Muito antes deles, duas mulheres foram essenciais para Ivo Livi se tornar Yves Montand. Se, recém-chegado em Paris, a cantora Edith Piaf (1915-1963) foi seu primeiro grande amor, a atriz Simone Signoret (1921-1985) foi por quase 40 anos sua companheira inseparável.
A Piaf, Montand deve a introdução ao mundo parisiense do espetáculo e os primeiros passos em cinema. A Signoret, uma estrela antes que ele, mesmo a nível internacional (Oscar de atriz em 1959 por “Almas em Leilão”), deve muitíssimo mais -a começar de uma verdadeira formação intelectual, pois Ivo deixara a escola aos 11 anos para ajudar no sustento familiar.
Por quase duas décadas, Montand e Signoret foram companheiros de viagem dos comunistas franceses, eleitoralmente fortes no imediato pós-guerra.

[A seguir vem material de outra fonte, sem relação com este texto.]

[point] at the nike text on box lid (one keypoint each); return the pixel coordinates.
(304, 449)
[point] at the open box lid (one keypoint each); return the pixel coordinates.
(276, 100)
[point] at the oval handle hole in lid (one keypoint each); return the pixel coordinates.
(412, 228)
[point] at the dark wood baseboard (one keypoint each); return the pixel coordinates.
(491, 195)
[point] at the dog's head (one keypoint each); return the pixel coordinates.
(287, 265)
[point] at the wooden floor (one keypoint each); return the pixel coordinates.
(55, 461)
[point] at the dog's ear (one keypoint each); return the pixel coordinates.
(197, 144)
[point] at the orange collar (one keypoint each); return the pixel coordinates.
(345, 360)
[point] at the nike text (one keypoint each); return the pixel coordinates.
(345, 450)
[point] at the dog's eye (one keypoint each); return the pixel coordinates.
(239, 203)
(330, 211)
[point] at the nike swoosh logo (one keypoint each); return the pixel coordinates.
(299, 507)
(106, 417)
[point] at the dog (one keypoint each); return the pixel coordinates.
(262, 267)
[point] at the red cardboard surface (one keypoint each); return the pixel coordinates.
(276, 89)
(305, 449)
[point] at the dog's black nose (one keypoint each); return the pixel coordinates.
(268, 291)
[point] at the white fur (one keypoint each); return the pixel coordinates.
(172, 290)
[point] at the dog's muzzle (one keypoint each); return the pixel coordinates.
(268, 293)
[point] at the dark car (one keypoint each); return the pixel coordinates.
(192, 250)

O documentário de Jeuland apresenta registros inéditos de uma viagem de quatro meses do casal à URSS e aos países do Leste europeu da então chamada “cortina de ferro”, realizada apenas um mês depois da invasão da Hungria em 1956 por tropas soviéticas.
A gota d’água tardia que os levou à ruptura foi uma nova intervenção da URSS, desta vez para liquidar em 1968 a primavera democrática na Tchecoslováquia. Dois anos depois, Montand perderia doze quilos e passaria os dias com algemas para interpretar o alter-ego do escritor e dissidente Artur London (1915-1986) na veemente denúncia anti-stalinista de “A Confissão”. Ator e homem político alcançavam um inédito patamar.

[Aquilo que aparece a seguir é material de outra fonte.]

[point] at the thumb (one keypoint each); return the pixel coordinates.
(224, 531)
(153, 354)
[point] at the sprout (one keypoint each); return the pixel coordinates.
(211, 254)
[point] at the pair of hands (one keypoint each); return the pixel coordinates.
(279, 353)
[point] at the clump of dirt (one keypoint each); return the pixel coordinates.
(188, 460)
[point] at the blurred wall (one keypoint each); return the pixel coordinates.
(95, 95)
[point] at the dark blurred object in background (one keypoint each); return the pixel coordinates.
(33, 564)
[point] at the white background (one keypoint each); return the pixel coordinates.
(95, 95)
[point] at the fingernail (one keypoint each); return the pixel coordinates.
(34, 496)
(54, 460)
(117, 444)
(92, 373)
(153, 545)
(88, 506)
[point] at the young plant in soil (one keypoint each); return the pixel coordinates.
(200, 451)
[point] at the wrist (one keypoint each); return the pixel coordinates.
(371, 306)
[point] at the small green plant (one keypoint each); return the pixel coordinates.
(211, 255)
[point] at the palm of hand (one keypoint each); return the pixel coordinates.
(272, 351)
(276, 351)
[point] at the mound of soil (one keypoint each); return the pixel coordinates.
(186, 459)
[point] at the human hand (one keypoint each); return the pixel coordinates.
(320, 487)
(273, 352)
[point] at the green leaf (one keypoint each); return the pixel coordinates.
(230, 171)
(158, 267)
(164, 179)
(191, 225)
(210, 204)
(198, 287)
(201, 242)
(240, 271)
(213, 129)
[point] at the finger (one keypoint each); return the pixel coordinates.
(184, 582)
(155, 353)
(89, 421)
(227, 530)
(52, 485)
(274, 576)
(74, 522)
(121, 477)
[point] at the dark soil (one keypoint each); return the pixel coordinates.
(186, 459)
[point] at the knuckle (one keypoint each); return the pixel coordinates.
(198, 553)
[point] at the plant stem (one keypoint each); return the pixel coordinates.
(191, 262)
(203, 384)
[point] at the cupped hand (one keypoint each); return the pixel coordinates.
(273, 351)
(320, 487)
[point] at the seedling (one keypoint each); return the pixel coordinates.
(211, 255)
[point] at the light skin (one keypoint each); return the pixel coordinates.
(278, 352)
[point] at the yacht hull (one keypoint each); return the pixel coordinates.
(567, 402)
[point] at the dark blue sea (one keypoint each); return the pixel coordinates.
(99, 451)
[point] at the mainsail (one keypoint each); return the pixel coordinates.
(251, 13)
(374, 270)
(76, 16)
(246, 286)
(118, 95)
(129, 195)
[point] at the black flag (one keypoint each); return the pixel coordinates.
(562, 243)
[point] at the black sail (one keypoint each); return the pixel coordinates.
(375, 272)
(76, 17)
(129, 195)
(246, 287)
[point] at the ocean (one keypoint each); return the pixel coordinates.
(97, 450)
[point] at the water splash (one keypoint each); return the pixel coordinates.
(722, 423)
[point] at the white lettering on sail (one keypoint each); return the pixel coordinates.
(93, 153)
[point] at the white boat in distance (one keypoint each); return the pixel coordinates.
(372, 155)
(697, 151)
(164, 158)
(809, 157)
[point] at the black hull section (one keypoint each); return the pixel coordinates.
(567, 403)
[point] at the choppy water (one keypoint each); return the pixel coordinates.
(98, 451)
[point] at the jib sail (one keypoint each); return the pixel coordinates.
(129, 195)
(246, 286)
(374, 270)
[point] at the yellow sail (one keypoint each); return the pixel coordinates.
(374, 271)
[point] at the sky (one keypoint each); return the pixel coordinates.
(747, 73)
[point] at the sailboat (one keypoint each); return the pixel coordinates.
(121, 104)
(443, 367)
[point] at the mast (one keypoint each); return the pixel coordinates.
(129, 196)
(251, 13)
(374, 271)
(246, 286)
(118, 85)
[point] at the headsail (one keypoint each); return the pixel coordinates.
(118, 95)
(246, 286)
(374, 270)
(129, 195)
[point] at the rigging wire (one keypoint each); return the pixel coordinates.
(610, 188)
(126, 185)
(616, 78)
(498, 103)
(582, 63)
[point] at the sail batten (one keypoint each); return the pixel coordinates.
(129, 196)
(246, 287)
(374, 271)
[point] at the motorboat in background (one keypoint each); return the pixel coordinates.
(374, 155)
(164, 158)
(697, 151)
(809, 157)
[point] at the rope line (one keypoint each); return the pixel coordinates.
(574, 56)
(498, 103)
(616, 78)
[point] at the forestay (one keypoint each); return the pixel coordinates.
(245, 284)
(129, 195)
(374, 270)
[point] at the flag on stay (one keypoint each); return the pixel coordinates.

É pena que, por aqui, quase nada da filmografia de Yves Montand esteja acessível em streaming ou DVD. Do primeiro período francês, “O Salário do Medo” (1953), de Henri-Georges Clouzot (1907-1977), traz talvez seu primeiro protagonismo seguro. Fique atento para reprises do único triunfo de sua breve incursão hollywoodiana, ao lado de Marilyn Monroe (1926-1962), em “Adorável Pecadora” (1960), de George Cukor (1899-1983). A dívida com Costa-Gavras salta aos olhos num de seus últimos thrillers, “I como Ícaro” (1979), de Henri Verneuil (1920-2002), lançado aqui pela Versátil.
Ouvi-lo é felizmente muito mais fácil, nas plataformas digitais de música. O sedutor canto de Yves Montand, herdeiro de Chevalier e de Trenet, sequestra-nos os sentidos. Em plena pandemia, eis-nos sob o céu de Paris.